Confirmation comes two years after Ireland’s Catholic Church published their own guidelines
The Vatican confirmed this week that guidelines exist for priests who have broken their vows of celibacy and fathered children.
The New York Times reports that two years after the Catholic Church in Ireland issued their own guidelines for priests who have fathered children, the Vatican has admitted they have their own guidelines in place.
Alessandro Gisotti, a spokesman for the Vatican, confirmed to The New York Times the existence of "a document for internal use, which summarizes the practice formed over the years in the Congregation and is not intended for publication."
Gisotti added: "the fundamental principle behind these lines is the protection of the child.”
“For this reason, the document ordinarily requires that the priest present a request for dispensation from the duties of the clerical state and, as a layman, assume his responsibilities as a parent by devoting himself exclusively" to their child.
In 2017, the Irish Catholic Church published its guidelines after persuasion from Vincent Doyle, an Irishman who learned that his late godfather, a priest, was actually his father.
The Irish guidelines, which Doyle helped create, say if "a priest fathers a child, the well-being of his child should be his first consideration," and the priest should "face up to his responsibilities -- personal, legal, moral and financial."

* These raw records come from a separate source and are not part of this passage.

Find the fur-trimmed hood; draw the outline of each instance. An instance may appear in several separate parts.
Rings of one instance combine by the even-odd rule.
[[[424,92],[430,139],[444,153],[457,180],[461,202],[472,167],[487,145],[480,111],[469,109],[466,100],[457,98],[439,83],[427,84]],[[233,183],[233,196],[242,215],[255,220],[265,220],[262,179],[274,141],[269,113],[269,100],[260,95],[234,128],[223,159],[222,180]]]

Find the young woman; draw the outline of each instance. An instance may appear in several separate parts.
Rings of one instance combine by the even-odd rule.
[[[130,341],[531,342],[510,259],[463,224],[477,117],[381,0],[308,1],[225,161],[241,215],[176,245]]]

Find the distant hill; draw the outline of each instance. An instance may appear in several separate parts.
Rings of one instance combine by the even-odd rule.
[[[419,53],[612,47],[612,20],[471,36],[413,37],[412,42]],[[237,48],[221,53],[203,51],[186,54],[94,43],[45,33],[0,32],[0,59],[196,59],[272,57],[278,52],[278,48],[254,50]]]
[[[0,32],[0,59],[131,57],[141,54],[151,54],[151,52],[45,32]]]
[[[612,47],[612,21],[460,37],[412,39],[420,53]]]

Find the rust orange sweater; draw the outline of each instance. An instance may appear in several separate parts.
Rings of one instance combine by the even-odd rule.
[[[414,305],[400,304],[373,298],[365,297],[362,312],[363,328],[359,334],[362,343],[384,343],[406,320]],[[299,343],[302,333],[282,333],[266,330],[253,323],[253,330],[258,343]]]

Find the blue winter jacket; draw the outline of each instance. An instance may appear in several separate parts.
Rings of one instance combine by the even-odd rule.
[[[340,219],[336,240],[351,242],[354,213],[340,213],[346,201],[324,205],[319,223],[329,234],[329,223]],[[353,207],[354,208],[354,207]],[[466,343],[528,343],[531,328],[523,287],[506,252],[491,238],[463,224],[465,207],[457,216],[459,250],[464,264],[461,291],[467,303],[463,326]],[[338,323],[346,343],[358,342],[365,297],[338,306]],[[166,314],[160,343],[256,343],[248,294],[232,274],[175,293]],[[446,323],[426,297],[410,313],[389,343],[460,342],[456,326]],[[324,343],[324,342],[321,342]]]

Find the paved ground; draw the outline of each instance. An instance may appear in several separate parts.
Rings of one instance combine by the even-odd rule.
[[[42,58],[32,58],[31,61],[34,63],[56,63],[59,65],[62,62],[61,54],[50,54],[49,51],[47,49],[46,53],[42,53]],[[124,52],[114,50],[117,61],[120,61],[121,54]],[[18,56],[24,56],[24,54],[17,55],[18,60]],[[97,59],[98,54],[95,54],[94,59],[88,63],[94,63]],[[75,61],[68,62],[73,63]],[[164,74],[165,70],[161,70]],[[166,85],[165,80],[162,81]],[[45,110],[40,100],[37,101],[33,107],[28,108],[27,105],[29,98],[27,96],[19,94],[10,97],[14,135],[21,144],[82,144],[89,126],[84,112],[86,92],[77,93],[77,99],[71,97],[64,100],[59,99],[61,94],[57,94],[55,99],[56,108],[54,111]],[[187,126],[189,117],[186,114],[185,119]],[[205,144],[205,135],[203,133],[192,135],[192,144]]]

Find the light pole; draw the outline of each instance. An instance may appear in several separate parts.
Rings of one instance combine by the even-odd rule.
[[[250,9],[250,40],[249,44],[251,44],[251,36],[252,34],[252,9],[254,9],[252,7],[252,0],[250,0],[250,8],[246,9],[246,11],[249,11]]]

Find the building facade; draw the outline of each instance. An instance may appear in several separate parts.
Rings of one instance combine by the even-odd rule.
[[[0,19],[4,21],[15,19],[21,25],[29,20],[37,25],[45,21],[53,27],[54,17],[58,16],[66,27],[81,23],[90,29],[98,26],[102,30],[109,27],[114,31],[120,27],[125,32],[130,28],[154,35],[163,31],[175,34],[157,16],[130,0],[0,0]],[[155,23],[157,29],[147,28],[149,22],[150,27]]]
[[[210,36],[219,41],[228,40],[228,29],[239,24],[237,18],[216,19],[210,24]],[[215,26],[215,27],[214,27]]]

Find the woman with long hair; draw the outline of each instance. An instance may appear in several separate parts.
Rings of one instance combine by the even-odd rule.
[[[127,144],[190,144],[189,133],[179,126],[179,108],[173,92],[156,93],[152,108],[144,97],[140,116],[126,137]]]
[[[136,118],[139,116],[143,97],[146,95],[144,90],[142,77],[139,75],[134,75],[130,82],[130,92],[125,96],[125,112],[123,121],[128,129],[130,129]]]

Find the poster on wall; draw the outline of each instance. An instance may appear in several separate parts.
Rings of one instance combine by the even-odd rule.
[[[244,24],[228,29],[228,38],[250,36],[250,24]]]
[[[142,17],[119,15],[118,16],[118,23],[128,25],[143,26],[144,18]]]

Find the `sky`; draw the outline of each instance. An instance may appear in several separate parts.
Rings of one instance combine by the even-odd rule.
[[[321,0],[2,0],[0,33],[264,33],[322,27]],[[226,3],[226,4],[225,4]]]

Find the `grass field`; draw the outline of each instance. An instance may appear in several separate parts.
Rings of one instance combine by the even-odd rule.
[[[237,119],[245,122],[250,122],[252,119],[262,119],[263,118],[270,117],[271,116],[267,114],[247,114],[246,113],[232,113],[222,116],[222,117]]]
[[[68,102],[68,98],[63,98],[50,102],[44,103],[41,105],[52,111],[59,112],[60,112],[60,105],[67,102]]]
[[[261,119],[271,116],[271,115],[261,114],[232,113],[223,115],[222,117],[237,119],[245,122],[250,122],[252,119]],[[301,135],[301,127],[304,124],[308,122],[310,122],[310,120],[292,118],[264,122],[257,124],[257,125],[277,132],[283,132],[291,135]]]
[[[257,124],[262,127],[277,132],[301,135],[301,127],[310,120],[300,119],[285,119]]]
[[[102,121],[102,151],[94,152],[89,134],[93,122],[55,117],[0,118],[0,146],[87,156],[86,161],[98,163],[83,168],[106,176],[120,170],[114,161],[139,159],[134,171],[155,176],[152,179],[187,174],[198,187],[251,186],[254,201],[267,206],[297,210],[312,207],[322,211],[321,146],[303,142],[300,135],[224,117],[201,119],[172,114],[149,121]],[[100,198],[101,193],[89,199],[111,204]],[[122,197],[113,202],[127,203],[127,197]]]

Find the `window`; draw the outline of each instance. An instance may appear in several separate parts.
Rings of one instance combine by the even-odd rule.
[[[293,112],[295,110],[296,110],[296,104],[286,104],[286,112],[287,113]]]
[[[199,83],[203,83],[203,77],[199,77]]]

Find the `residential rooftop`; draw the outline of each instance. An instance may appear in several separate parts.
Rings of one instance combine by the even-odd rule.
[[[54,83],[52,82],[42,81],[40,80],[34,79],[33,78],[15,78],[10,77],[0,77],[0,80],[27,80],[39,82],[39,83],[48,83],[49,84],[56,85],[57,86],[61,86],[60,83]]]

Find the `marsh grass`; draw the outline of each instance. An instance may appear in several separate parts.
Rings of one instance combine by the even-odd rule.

Doyle, who created Coping International, an online support and resource group for people who were fathered by priests, says the confirmation of the Vatican’s secret guidelines "is an acknowledgment of a global problem” and calls upon “The Congregation for Clergy (Vatican office) to release them without delay."
Doyle says it's hard to estimate just how many children there may be who have priests as fathers, but believes it will be the next scandal to hit the Catholic Church.
“There are kids everywhere," says Doyle.